2023年3月5日の今日は、「子育てが上手な親はコレができている」というテーマで短くお話ししたいと思います。
小児科医として外来に出ていると、こんなことを感じることがあります。それは、子どもが課題に直面した際に、家族としてうまく乗り越えられる家庭とそうでない家庭がある、ということです。
そういった二つの家庭には、ある大きな違いがあることに気づきます。みなさん、その違いって何だと思いますか。
それは、親が自分を大事にしているかどうか、ということです。
つまり、自分を大事にできている親のもとで育つ子どもは、スクスク育ちます。子どもが課題にぶち当たっても、親と一緒にその課題を乗り越えていけるものです。一方で、自分のことは後回しで、子どものことを考えている親は、やはりどこかで育児につまずいてしまう。そういうものです。
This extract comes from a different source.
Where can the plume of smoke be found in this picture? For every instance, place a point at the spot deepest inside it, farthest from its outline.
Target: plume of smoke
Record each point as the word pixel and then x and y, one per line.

この考えが誤解を招くといけないので、もう少し説明したいと思います。
もちろん、親が「自分を大事にできている」ということには前提があります。それは、「親が子どもを愛している」「親が子どもに接している」ということです。子どもと話したり食事をする機会よりも、自分の趣味のことばかりに没頭してしまう親が、子どもの心の成長にとっていいというわけではありません。
子どもには愛を持って接するけれど、同時に、自分の身体を理解して、心に余裕を持ち続ける生き方ができている人。そういう親のもとで育つ子どもは、やはり生活の中で生じた課題を一つひとつクリアできていくもの。そういうことです。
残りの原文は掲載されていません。